Dans le cadre du Cycle de séminaires "Trajectoires de Santé" 2018/2019 la SFR Santé et Société et le laboratoire PACTE/équipe « Régulations » invite Ingrid Voléry (PR Sociologie, 2L2S, Université de Lorraine, Nancy)  et Lætitia Lamongie (Doctorante, 2L2S, Université de Lorraine, Nancy) pour un séminaire le 14 décembre 2018 intitulé "Devenir insuffisant" : carrière de malade et mesures de soi dans les situations d'insuffisance cardiaque".

 

Nous nous proposons de mettre la question des trajectoires de santé, au cœur du séminaire du laboratoire PACTE, à l’épreuve d’un terrain tout juste engagé sur l’insuffisance cardiaque : du point de vue des catégorisations médicales, des pratiques des médecins et des pratiques et expériences des patients comme de leur entourage. L’angle d’entrée y est plutôt celui de la sociologie/anthropologie des catégorisations émiques et étiques de la maladie et des cultures matérielles. A partir d’entretiens et d’observations ethnographiques menés en Lorraine, nous portons une attention particulière aux manières dont les corps sont enchâssés dans des configurations techniques et relationnelles qui leur donnent sens et à comment les patients élaborent des modes de mesure complexe de transformations corporelles, parfois assimilées à des maux.

Pour cette intervention, nous nous centrerons cependant plutôt sur les modes d’entrée (ou de non-entrée) dans la carrière d’insuffisant cardiaque car ce terrain met en jeu plusieurs instabilités catégorielles (médicales, d’expériences corporelles des patients) qui permettent de re-questionner la notion.

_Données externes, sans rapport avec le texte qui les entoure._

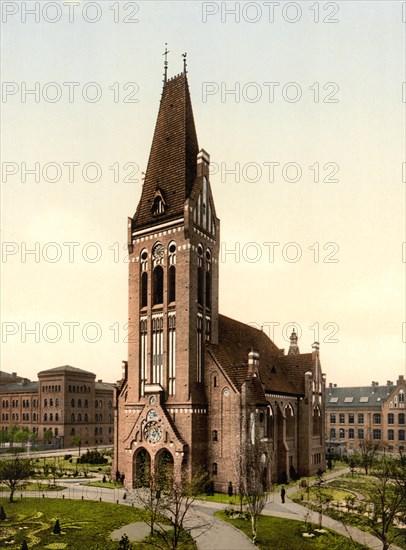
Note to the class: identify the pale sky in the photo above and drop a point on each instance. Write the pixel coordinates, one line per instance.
(326, 95)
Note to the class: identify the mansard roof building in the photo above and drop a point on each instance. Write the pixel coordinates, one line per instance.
(200, 389)
(66, 401)
(376, 413)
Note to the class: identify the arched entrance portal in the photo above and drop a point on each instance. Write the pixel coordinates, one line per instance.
(142, 468)
(164, 469)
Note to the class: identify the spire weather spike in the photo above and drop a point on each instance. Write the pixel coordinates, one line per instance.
(166, 63)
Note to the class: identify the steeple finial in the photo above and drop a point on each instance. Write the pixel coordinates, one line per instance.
(293, 348)
(166, 63)
(184, 55)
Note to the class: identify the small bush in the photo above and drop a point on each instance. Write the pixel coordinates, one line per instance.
(57, 528)
(124, 543)
(92, 457)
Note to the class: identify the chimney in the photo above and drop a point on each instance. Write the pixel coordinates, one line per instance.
(124, 370)
(253, 363)
(293, 348)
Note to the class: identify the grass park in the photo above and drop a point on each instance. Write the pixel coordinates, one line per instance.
(84, 524)
(287, 534)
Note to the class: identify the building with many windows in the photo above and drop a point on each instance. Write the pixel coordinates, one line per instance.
(66, 401)
(201, 390)
(373, 412)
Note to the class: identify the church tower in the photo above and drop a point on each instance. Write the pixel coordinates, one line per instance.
(173, 244)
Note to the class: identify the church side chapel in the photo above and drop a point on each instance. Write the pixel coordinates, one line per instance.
(201, 390)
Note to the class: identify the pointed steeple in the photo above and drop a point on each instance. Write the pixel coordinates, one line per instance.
(293, 348)
(173, 158)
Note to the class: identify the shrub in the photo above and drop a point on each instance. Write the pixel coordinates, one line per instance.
(57, 528)
(92, 457)
(124, 543)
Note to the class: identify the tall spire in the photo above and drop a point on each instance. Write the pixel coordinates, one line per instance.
(293, 348)
(166, 63)
(172, 163)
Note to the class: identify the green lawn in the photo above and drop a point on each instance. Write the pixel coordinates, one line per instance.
(107, 484)
(69, 467)
(84, 524)
(221, 498)
(311, 494)
(286, 534)
(33, 486)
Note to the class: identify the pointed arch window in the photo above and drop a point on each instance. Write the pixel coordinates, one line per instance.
(143, 352)
(144, 289)
(158, 204)
(158, 285)
(144, 279)
(172, 353)
(157, 350)
(172, 284)
(317, 424)
(208, 279)
(200, 276)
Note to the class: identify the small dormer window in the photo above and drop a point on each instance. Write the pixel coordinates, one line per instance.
(158, 204)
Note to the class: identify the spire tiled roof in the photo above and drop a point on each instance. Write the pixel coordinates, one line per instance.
(237, 339)
(172, 163)
(66, 368)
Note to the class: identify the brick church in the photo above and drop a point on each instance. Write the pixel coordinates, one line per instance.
(200, 388)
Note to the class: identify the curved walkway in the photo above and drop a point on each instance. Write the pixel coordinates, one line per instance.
(212, 533)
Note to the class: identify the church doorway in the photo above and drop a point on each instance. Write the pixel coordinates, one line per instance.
(142, 468)
(164, 465)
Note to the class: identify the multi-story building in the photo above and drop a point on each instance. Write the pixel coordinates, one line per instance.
(66, 401)
(373, 412)
(201, 390)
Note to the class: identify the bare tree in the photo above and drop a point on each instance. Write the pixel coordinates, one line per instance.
(368, 451)
(14, 472)
(253, 483)
(323, 495)
(386, 499)
(171, 500)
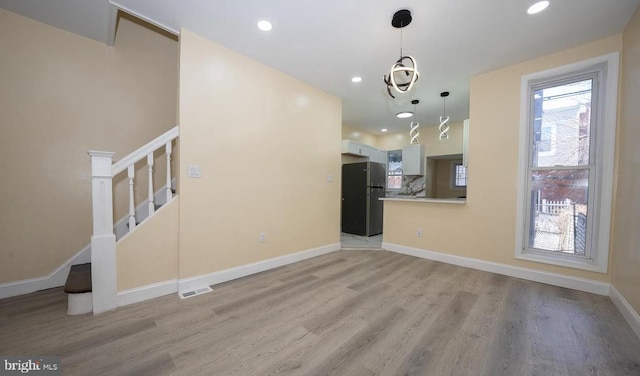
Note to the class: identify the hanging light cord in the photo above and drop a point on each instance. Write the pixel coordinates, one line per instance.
(413, 133)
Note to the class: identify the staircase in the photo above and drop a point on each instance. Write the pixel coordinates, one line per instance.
(92, 287)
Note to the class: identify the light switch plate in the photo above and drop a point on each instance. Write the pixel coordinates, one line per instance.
(194, 171)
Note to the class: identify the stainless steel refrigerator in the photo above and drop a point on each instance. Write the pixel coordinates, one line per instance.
(362, 186)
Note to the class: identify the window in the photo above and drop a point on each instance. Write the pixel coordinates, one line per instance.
(394, 174)
(567, 139)
(458, 175)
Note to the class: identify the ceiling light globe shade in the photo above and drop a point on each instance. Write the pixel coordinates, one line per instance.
(538, 7)
(265, 25)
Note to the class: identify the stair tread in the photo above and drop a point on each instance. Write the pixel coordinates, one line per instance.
(79, 279)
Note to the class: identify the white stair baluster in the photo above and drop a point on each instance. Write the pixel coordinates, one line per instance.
(169, 191)
(103, 241)
(131, 172)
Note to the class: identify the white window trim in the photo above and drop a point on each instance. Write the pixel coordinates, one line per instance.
(605, 162)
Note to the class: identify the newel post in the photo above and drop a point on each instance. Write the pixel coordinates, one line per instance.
(103, 240)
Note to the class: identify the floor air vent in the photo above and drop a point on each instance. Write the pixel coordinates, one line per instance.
(191, 294)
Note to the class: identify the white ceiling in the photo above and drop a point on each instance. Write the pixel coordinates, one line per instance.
(325, 43)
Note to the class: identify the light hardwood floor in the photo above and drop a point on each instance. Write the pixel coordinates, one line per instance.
(347, 313)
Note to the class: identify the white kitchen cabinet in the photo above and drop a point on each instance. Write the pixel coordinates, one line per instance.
(413, 159)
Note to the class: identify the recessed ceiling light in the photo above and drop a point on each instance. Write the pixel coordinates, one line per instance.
(538, 7)
(264, 25)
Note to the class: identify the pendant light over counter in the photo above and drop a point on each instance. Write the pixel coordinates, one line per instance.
(404, 72)
(413, 133)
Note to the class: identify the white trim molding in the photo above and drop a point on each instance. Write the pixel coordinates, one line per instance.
(627, 311)
(194, 283)
(575, 283)
(140, 294)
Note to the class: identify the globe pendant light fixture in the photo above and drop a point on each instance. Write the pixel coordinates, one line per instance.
(404, 72)
(413, 133)
(444, 119)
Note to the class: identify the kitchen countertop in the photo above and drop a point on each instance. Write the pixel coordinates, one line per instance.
(424, 199)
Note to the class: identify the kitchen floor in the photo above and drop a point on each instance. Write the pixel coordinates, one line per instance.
(356, 241)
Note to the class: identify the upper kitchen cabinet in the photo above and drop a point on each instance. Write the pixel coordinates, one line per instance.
(413, 159)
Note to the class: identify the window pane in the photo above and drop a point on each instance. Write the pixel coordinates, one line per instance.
(558, 215)
(395, 168)
(562, 125)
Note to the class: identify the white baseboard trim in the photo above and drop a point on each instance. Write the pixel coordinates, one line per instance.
(56, 278)
(194, 283)
(575, 283)
(632, 317)
(140, 294)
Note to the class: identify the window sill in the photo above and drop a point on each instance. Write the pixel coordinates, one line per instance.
(562, 260)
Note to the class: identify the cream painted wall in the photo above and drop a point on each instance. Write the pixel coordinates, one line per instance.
(484, 227)
(63, 94)
(150, 254)
(626, 240)
(266, 143)
(429, 136)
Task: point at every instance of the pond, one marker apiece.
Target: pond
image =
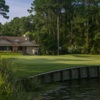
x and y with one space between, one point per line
85 89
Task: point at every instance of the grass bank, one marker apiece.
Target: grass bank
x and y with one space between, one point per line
30 65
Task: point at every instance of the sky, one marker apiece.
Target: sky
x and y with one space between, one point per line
17 8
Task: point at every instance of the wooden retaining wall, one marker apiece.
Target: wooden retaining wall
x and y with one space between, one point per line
69 74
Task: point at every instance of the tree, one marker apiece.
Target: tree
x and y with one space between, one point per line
4 9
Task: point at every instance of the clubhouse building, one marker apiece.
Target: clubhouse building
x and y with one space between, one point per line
18 44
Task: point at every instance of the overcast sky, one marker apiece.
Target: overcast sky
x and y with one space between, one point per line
18 8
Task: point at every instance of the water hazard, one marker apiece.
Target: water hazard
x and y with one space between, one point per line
86 89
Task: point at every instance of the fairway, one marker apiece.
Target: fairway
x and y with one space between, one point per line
25 66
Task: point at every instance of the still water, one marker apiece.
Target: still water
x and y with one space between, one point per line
86 89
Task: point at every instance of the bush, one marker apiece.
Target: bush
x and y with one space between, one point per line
11 88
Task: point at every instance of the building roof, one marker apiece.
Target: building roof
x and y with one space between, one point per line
16 41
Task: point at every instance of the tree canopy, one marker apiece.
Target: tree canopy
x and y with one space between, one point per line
4 9
60 26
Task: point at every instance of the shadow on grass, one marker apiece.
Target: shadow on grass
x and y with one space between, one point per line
27 67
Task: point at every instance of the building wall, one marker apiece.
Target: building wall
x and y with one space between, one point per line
32 50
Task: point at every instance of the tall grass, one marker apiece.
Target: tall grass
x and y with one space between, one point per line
11 88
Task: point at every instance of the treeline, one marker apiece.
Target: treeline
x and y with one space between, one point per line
62 26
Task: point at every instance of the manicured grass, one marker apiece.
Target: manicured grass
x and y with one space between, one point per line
30 65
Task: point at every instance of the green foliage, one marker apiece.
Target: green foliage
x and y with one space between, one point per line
6 77
12 89
4 8
60 23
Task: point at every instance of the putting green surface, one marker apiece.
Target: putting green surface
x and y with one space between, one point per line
25 66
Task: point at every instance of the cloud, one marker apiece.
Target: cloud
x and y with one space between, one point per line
18 8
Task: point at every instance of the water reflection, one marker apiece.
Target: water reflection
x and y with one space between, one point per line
87 89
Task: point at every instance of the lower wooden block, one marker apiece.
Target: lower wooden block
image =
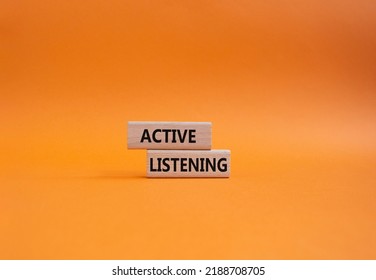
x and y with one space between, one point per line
188 163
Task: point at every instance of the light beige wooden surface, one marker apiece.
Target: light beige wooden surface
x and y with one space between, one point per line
180 163
172 135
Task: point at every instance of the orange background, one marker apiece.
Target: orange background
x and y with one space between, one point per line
290 89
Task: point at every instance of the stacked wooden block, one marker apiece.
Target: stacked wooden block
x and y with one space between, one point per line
179 149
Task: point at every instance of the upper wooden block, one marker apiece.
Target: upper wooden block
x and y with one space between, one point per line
169 135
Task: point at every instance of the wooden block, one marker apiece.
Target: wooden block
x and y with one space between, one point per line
179 163
169 135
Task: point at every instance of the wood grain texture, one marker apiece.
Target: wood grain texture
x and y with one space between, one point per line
180 163
170 135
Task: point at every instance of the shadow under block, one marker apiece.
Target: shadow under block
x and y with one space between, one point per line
170 135
180 163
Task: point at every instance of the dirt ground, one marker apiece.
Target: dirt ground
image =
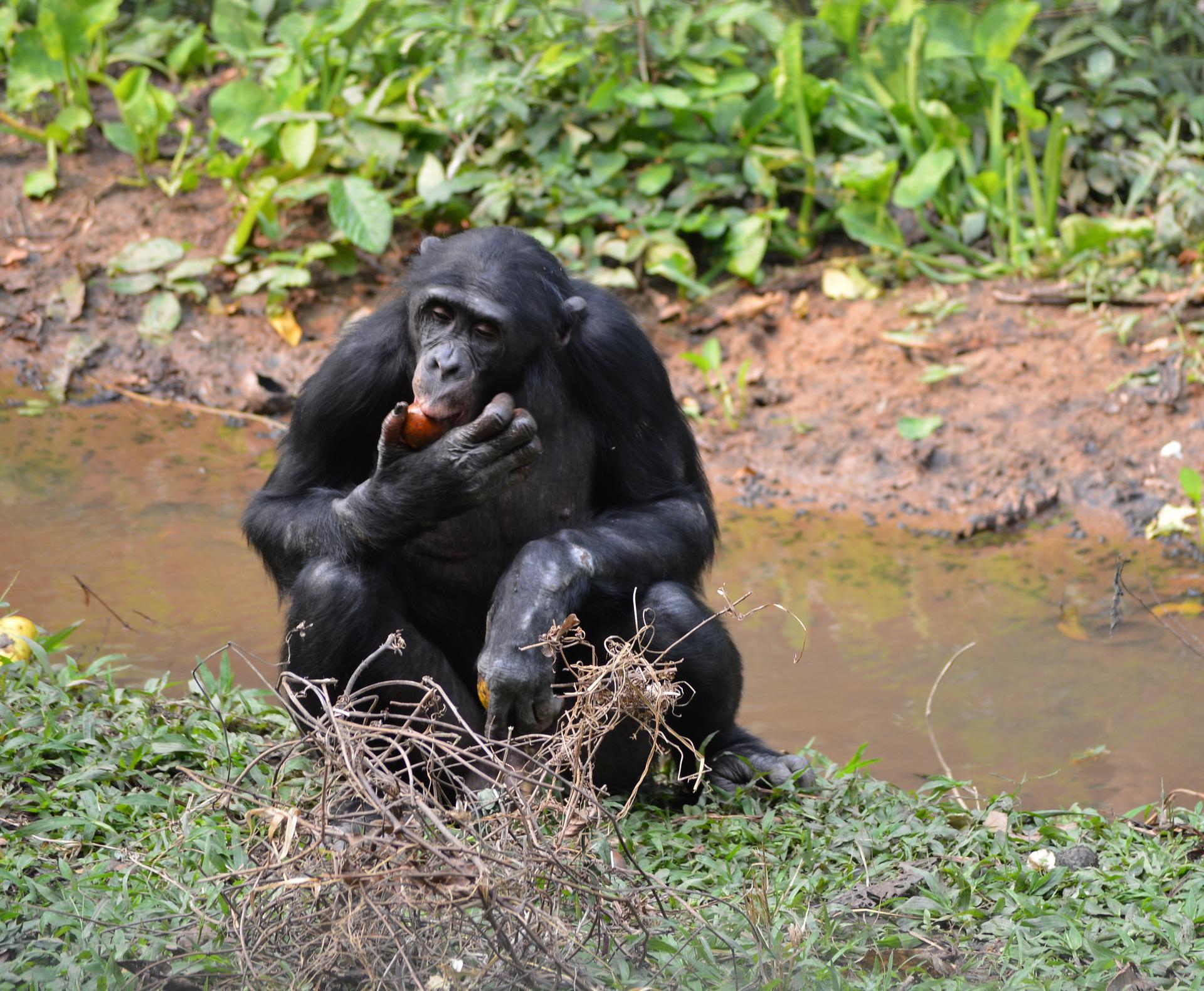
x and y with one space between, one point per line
1032 422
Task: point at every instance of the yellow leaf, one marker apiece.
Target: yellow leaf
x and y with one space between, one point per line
1069 625
1190 607
287 325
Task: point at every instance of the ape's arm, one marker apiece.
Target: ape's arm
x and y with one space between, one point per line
337 495
654 519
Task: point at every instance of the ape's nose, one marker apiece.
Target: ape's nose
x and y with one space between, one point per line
446 360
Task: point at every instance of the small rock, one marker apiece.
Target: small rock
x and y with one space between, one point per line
1079 857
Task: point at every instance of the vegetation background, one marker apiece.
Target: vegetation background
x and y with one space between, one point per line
648 140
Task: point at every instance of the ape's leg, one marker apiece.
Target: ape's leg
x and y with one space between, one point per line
348 614
709 663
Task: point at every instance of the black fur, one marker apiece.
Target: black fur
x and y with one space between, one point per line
362 542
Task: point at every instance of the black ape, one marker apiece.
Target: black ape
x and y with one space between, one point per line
476 545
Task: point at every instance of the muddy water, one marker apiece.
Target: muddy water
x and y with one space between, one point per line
142 506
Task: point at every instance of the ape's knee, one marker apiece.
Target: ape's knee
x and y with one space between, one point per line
327 585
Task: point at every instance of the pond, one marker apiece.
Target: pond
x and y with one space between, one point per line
141 506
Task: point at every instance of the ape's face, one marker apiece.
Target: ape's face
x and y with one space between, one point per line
484 306
467 350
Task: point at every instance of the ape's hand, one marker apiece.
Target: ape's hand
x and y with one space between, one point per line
519 688
465 468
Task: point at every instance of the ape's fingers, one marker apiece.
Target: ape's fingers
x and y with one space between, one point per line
394 424
494 419
515 466
520 431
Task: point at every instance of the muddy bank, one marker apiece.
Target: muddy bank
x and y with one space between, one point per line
1035 419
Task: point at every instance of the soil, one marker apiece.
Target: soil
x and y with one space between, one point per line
1032 423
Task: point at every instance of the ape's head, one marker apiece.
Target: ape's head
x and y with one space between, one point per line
482 306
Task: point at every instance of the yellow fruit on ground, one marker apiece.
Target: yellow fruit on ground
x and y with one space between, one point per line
13 647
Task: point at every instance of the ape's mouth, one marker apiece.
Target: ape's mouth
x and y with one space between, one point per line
443 413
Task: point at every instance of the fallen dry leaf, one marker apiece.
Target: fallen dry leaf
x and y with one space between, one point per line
287 325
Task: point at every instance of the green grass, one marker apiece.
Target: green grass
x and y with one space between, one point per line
690 141
115 848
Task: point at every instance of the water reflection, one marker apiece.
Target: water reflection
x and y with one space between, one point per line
144 507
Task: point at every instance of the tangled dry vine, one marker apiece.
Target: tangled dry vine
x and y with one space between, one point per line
435 857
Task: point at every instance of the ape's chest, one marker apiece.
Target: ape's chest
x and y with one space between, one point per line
470 552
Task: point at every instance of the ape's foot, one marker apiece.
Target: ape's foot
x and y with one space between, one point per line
747 760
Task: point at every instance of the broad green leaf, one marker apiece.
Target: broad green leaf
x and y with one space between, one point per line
1001 27
238 27
235 108
134 286
1101 66
918 427
349 13
922 181
146 257
191 268
843 17
30 71
361 212
39 182
747 243
299 141
950 33
433 183
69 27
872 227
1192 485
161 317
654 179
271 277
1082 233
671 97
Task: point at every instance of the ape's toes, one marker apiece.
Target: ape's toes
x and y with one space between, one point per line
744 766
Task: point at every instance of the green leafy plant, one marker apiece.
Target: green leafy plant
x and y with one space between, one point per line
731 397
918 427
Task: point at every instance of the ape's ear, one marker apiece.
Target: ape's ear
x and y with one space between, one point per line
573 316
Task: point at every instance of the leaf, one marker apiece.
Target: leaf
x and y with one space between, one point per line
146 257
1001 27
236 26
1082 233
1069 624
235 108
872 227
134 286
921 182
918 427
654 179
1186 607
69 298
191 268
1173 519
39 182
287 325
747 244
361 212
433 182
950 33
847 285
299 141
1192 485
161 317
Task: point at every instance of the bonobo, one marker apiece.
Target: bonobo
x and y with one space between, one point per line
566 478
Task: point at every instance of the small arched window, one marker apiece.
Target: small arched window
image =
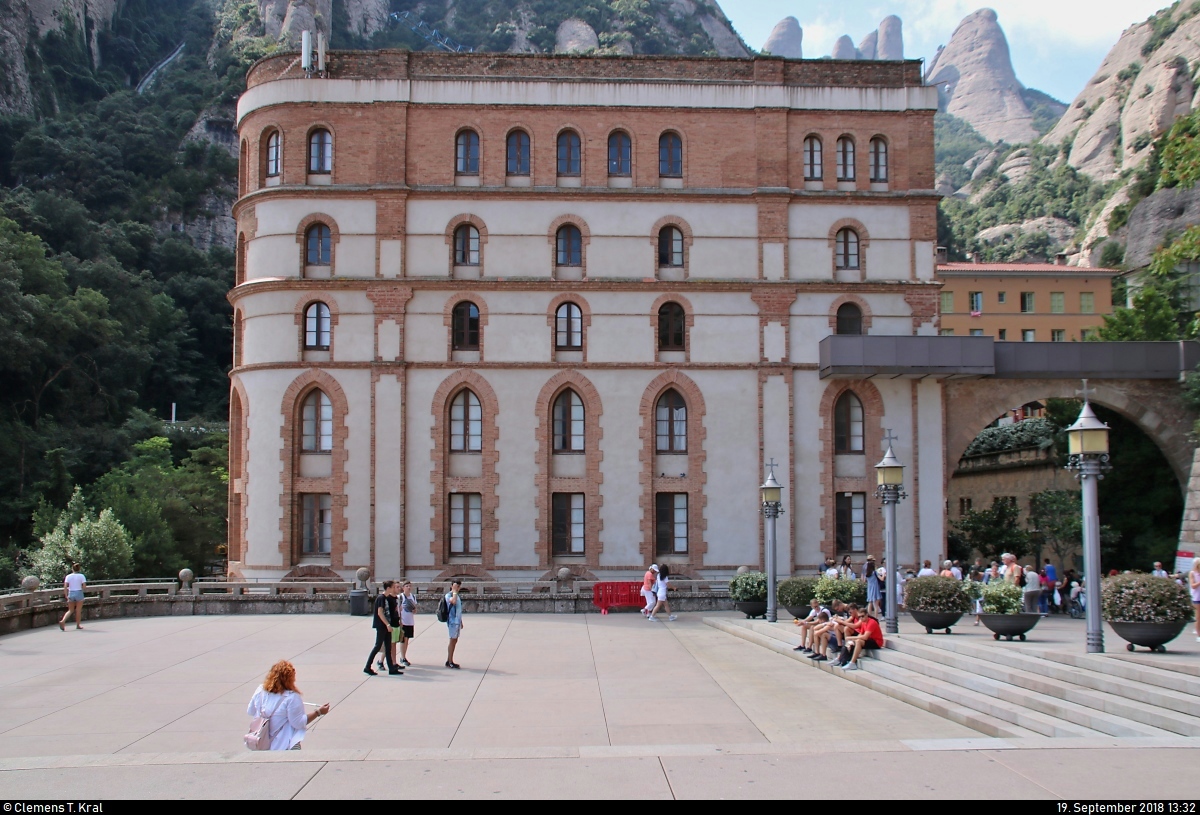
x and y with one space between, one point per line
847 424
274 154
846 159
467 153
316 327
318 245
814 169
317 423
570 157
671 424
568 423
569 246
465 327
519 153
879 160
670 155
672 327
670 246
850 319
621 154
846 249
466 423
568 327
466 246
321 153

Du côté des catégorisations médicales, l’insuffisance cardiaque est parfois assimilée à une incapacité du cœur à fonctionner, à une maladie chronique, ou à un « syndrome clinique complexe » (selon la Haute Autorité de Santé dans un guide de parcours de soins en 2014). Dans les pratiques des cardiologues et des médecins généralistes, elle recouvre, en effet, différents tableaux cliniques et elle est reliée à diverses étiologies (mort subite inexpliquée, conséquence de maladies génétiques ou de dysfonctions non pas organiques mais électriques ou fonctionnelles du coeur, conséquences enfin d’hypertensions installées dans la durée, etc.).
 
A cette instabilité des catégorisations médicales fait écho une diversité à la fois des manières d’entrer dans la carrière d’insuffisant cardiaque, mais aussi, des expériences corporelles des patients. La plupart du temps, ils ont été confrontés à un arrêt cardiaque brutal mais celui-ci sera vécu différemment selon le diagnostic posé et la reconstruction de l’évènement, toujours opérée dans le cadre de relations tissées entre le patient, les médecins, son entourage et des objets de mesure. Certains l’assimileront à un accident, d’autres à une maladie chronique (lorsque l’accident est imputé à une maladie génétique qui revisite bien souvent les liens de parenté). D’autres encore peineront à se sentir malade en l’absence d’explications médicales (se vivre comme « un petit dossier »).

Ces différences d’entrée (ou de non entrée) dans la carrière d’insuffisant apposent une marque profonde tant sur les rapports entretenus avec son corps que sur les modes de surveillance développés seuls, en alliance avec l’entourage ou avec les médecins– se surveiller pour se réparer dans le cas de ceux se vivant comme des accidentés cardiaques, se surveiller pour contenir les symptômes d’une maladie chronique ou ne pas se surveiller.

Après avoir présenté ces différentes expériences dans leurs convergences et dissonances, nous conclurons sur une réflexion plus théorique concernant le champ de pertinence de la notion de carrière (sa mise en tension avec d’autres manières de penser le temps après l’accident cardiaque) et la place que la matérialité corporelle y occupe (les expériences corporelles, les types d’altération etc.).